Namun, peluang saja tidak cukup. Lagarde menyebut adanya “peluang emas” bagi euro untuk tampil sebagai mata uang global, tetapi dia pun menyadari tantangan yang menghadang. Zona euro perlu menyelesaikan proyek pasar tunggal, memperkuat kerangka hukum, dan mereformasi sistem keuangan secara menyeluruh. Tak hanya itu, euro harus mampu mengambil porsi lebih besar dalam faktur perdagangan internasional, serta membangun infrastruktur pembayaran lintas batas yang lebih efisien.
Bagi Indonesia, ini tentu relevan. Selama ini, ekspor ke Eropa—seperti minyak sawit—kebanyakan masih menggunakan dolar. Jika euro menjadi mata uang utama dalam transaksi perdagangan, risiko fluktuasi kurs terhadap dolar bisa berkurang. Bayangkan kontrak ekspor sawit dalam euro: stabilitas nilai tukar rupiah terhadap euro mungkin lebih bisa dijaga. Namun, realitasnya tak sesederhana itu. Uni Eropa terdiri dari 20 negara dengan kepentingan nasional yang sering bertabrakan. Jerman dan Belanda, misalnya, cenderung menolak pembiayaan bersama, sementara Italia dan Spanyol justru mendorong integrasi fiskal yang lebih dalam. Reformasi yang dibayangkan Lagarde adalah jalan panjang penuh kompromi.

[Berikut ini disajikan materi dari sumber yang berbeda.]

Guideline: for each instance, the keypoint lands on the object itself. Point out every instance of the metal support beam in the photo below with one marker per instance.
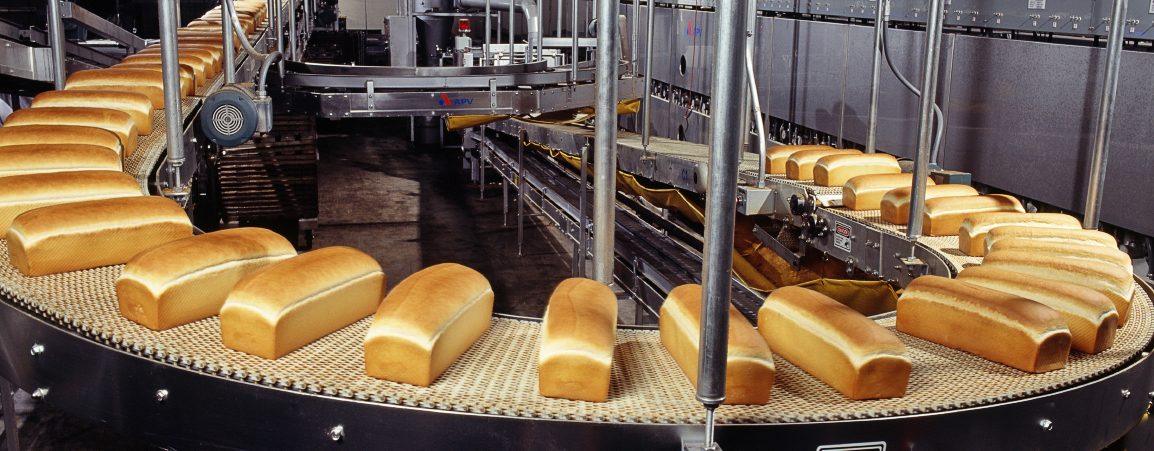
(926, 120)
(1104, 118)
(605, 148)
(725, 151)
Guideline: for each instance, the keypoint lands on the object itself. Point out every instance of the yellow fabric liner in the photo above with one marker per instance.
(457, 122)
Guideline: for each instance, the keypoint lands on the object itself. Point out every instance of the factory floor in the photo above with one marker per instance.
(410, 208)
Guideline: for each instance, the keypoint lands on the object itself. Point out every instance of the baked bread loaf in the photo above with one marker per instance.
(972, 234)
(836, 170)
(578, 331)
(40, 158)
(135, 104)
(944, 215)
(1104, 278)
(800, 165)
(22, 193)
(1048, 234)
(1091, 316)
(834, 343)
(749, 362)
(282, 307)
(1093, 253)
(188, 279)
(426, 323)
(89, 234)
(1004, 328)
(112, 120)
(776, 157)
(894, 204)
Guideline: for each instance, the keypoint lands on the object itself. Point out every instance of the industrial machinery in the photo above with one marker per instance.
(1019, 87)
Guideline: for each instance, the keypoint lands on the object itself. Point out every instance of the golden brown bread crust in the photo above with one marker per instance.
(800, 165)
(188, 279)
(42, 158)
(776, 157)
(944, 215)
(866, 192)
(135, 104)
(282, 307)
(112, 120)
(80, 235)
(1091, 316)
(749, 362)
(1104, 278)
(426, 323)
(834, 343)
(22, 193)
(972, 234)
(577, 336)
(836, 170)
(991, 324)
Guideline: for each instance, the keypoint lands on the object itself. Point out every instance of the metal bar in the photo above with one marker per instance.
(1104, 118)
(57, 40)
(647, 100)
(876, 76)
(720, 209)
(926, 120)
(605, 160)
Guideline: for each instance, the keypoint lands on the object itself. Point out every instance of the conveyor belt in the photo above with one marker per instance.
(497, 376)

Tak berhenti di aspek ekonomi, Lagarde juga menyinggung faktor keamanan: euro yang kuat, menurutnya, memerlukan kekuatan militer yang lebih mandiri. Artinya, Eropa tak bisa terus bergantung pada NATO yang didominasi Amerika Serikat. Ini bukan soal teknis semata, melainkan visi geopolitik yang besar. Mempersatukan visi pertahanan negara-negara Eropa yang memiliki sejarah dan prioritas berbeda ibarat mencampur air dan minyak—sulit menyatu.
Bagi Indonesia, yang menjunjung tinggi politik bebas aktif, dinamika ini menjadi pengingat bahwa ketergantungan pada satu kekuatan—termasuk dolar—mengandung risiko besar. Kita sudah merasakannya. Ketika Trump mengancam menaikkan tarif, ekspor tekstil kita ke Amerika langsung terancam. Maka, muncul pertanyaan: apakah euro bisa menjadi solusi jangka panjang, atau justru menambah kompleksitas dalam peta global yang sudah penuh ketidakpastian?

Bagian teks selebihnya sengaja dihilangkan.